Does the description disclose side effects, auth requirements, rate limits, or destructive behavior?

Annotations already declare readOnlyHint=true and destructiveHint=false, indicating a safe read operation. The description adds value by specifying the return format ('page IDs, namespaces, and titles'), which isn't covered by annotations. However, it lacks details on pagination, error handling, or rate limits, leaving behavioral gaps.

Agents need to know what a tool does to the world before calling it. Descriptions should go beyond structured annotations to explain consequences.

Conciseness5/5

Is the description appropriately sized, front-loaded, and free of redundancy?

The description is a single, efficient sentence that front-loads the core action and return values. Every word earns its place, with no redundancy or unnecessary elaboration, making it easy for an agent to parse quickly.

Shorter descriptions cost fewer tokens and are easier for agents to parse. Every sentence should earn its place.

Completeness3/5

Given the tool's complexity, does the description cover enough for an agent to succeed on first attempt?

Given the tool's moderate complexity (3 parameters, no output schema) and rich annotations, the description is adequate but incomplete. It specifies the return format, which helps, but doesn't cover error cases or performance implications, leaving room for improvement in guiding the agent effectively.

Complex tools with many parameters or behaviors need more documentation. Simple tools need less. This dimension scales expectations accordingly.

Parameters3/5

Does the description clarify parameter syntax, constraints, interactions, or defaults beyond what the schema provides?

Schema description coverage is 100%, so parameters are well-documented in the schema. The description doesn't add meaning beyond the schema, such as explaining how 'types' or 'namespaces' affect filtering. With high schema coverage, the baseline score of 3 is appropriate as the description doesn't compensate with extra insights.

Input schemas describe structure but not intent. Descriptions should explain non-obvious parameter relationships and valid value ranges.

Purpose4/5

Does the description clearly state what the tool does and how it differs from similar tools?

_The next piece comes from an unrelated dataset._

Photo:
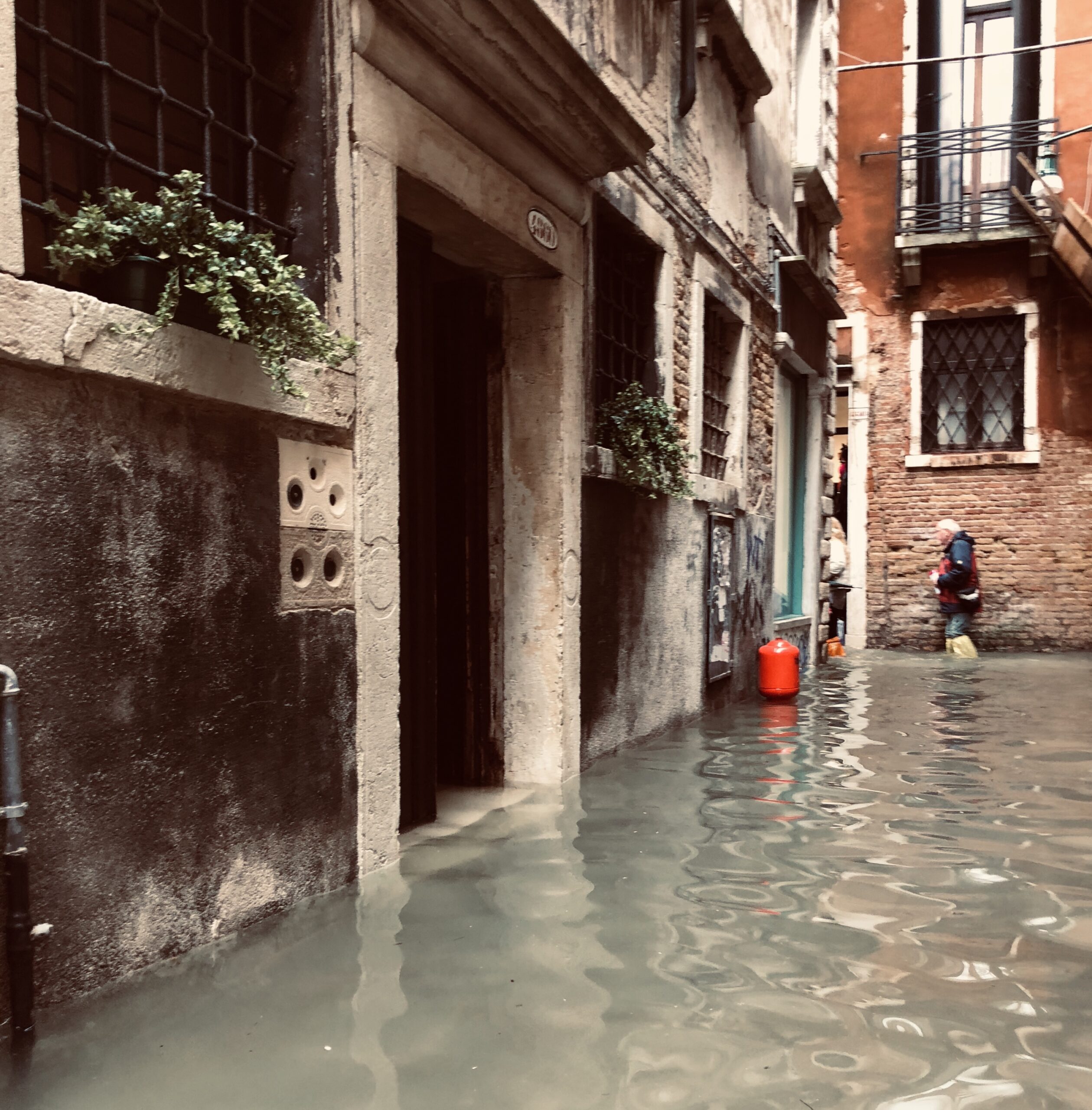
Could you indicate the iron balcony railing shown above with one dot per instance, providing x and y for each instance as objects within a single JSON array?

The description clearly states the verb 'Gets' and the resource 'all members in the category', specifying what the tool does. However, it doesn't explicitly differentiate from sibling tools like 'get-page' or 'search-page', which might also retrieve page information but through different mechanisms.

Agents choose between tools based on descriptions. A clear purpose with a specific verb and resource helps agents select the right tool.

Usage Guidelines2/5

Does the description explain when to use this tool, when not to, or what alternatives exist?

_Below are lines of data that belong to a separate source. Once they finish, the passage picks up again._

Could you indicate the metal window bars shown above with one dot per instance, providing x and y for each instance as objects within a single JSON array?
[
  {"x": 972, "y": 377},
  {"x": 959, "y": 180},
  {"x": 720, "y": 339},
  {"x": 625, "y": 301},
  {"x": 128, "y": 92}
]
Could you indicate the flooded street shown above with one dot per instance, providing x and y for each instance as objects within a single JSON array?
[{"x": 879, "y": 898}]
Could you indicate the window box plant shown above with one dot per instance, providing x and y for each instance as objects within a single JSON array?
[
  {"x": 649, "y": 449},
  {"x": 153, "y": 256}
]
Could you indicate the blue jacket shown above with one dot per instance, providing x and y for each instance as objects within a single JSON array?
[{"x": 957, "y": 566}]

The description provides no guidance on when to use this tool versus alternatives like 'search-page' or 'get-page'. It doesn't mention prerequisites, such as needing a valid category name, or exclusions, leaving the agent to infer usage from context alone.

Agents often have multiple tools that could apply. Explicit usage guidance like "use X instead of Y when Z" prevents misuse.